La buena noticia

Testigos fieles

La Iglesia en Guatemala cuenta con numerosos hombres y mujeres a quienes llama Testigos fieles, que son los que entregaron libremente sus vidas por amor a su pueblo, especialmente los más empobrecidos, y por fidelidad al Evangelio. Entre ellos destacan: Juan Gerardi, asesinado en la ciudad capital, en el gobierno de Arzú Irigoyen, 1998; Francisco Sthanley Rother, asesinado en Santiago Atitlán, Sololá; y Tulio Maruzzo, asesinado en Los Amates, Izabal, ambos en 1981, en el gobierno de facto de Ríos Montt. Tan solo por citar algunos.

En la Carta de los Presbíteros a las Comunidades Eclesiales, la primera vez que emiten un documento colegial en el que se pronuncian sobre la realidad social y pastoral, aseguran que les inspira y anima en su trabajo “la vida y testimonio de tantos presbíteros de ayer y de hoy que, en medio de tantas y tan graves dificultades, abrieron y abren caminos de esperanza y de promoción humana, con el fin de ayudar al desarrollo integral de nuestros pueblos; de pastores que en el silencio de su entrega sirvieron y sirven por opción evangélica a los más pobres; y, sobre todo, nos estimulan aquellos testigos fieles hasta el martirio y tantos sacerdotes laicos y laicas, religiosos y religiosas que han hecho de nuestra iglesia en Guatemala, una iglesia martirial”.

Los testimonios de estos grandes de la fe son una referencia importante para que los presbíteros se muestren ante el pueblo como “hombres de Dios”, sensibles a las necesidades de los que más sufren, conscientes del gran pecado de exclusión y humillación que sufre la mayoría de los guatemaltecos.

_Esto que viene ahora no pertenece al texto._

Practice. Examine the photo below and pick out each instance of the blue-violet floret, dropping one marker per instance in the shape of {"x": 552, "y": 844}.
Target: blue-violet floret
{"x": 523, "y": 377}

También es un llamado a salir de sus propias seguridades y opciones cómodas, que no les dejan comprometerse en la construcción de la paz, la reconciliación y la búsqueda de caminos para aliviar los sufrimientos y angustias de la gente.

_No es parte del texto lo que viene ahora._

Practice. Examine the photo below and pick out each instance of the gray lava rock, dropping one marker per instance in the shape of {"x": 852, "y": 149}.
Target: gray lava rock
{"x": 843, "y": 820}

La conducta de los Testigos fieles es una llamada a mirar la realidad con los ojos de Jesús, lo cual significa hacerlo desde la fe y la esperanza, ante la dramática realidad que vive el pueblo por culpa de corruptos y ladrones que actualmente consolidan su organización criminal desde los organismos del Estado como son el Ejecutivo, el Judicial y el Congreso, y las municipalidades.

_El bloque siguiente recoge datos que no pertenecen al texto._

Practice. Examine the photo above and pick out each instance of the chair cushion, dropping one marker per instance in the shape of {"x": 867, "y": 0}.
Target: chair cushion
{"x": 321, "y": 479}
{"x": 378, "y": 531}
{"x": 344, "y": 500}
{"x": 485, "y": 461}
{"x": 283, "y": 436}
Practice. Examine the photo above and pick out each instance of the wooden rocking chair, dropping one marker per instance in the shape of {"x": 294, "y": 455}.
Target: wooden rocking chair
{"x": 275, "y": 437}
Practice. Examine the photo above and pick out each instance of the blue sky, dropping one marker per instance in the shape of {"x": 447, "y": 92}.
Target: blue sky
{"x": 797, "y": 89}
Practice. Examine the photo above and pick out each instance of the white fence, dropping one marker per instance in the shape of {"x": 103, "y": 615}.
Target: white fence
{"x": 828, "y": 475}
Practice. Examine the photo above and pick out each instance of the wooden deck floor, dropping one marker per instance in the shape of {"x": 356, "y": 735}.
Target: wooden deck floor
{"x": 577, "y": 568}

Analizar la realidad es una tarea importante que los presbíteros hacen con los laicos en el campo o en la ciudad, entre pueblos indígenas, en regiones campesinas y urbanas, en el centro o en las periferias. El contacto cercano con la gente, llegando, incluso, a rincones donde nadie jamás llega. Encontrarlos en sus propias casas, en sus poblados y aldeas, en su trabajo de cada día, son los espacios para leer la realidad y tomar postura en favor de ellos, que son esa “Guatemala profunda” que llaman algunos y que nunca ha estado en la mira de quienes han gobernado este país, incluyendo los actuales gobernantes.

Los presbíteros, como seguidores de Jesús, están llamados a vivir esta realidad del pueblo desde los últimos, desde los más pobres, desde los que más sufren, desde tantos y tantas que son hombres y mujeres, con la misma dignidad humana de hijos e hijas de Dios, pero que son materialmente botados a las periferias de la sociedad, como si fueran desechos inservibles y material de descarte.

Este llamado cuesta, pues a veces no se ha sido capaces de compartir con el pueblo empobrecido aquella advertencia que el Papa Francisco hace a todos de que “no siempre podemos (…) manifestar adecuadamente la belleza del Evangelio”. Pero añade que “hay un signo que no debe faltar jamás: la opción por los últimos, por aquellos que la sociedad descarta y desecha” (EG 195). Por eso es oportuno afirmar: “Ante el empobrecimiento del pueblo guatemalteco que nunca se anteponga la riqueza de sus pastores”.